How do i limit the number of cores per node with the LSFManager?

I would normally use -R "span[ptile=...]" but the option seems to be ignored if passed as an option to lsf.

I am assuming it is because of the job array launching each core separately? @bjarthur would probably know :)

Thank you!

bjarthur commented 1 year ago

details like this are usually very dependent on how your sysadmins have configured your cluster.

would help if you posted your code, as well as logs showing why you think it is ignored.

raminammour commented 12 months ago

Sorry for the late response @bjarthur , I had no access to lsf system till now.

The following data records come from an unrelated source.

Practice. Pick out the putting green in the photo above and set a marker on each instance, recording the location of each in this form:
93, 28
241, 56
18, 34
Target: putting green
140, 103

The jobs are launched on the same node for example below:

julia> addprocs_lsf(4,bsub_flags=`-R "span[ptile=2]"`)
[ Info: `bsub -R 'span[ptile=2]' -cwd ... -J 'julia-649580[1-4]' .../julia --worker=HD6PDHgBP`

julia> pmap(i->gethostname(),1:nworkers()) |> unique
1-element Vector{String}:
 "r310n11"

Without job arrays two nodes as expected:

bsub -Is -n 4 -R "span[ptile=2]" mpirun hostname
Job <512551> is submitted to default queue ...
<<Waiting for dispatch ...>>
<<Starting on r309n05>>
r309n07
r309n07
r309n05
r309n05

I appreciate the help!

bjarthur commented 11 months ago

i have never used the R flag, so i'm not sure i can help. sorry.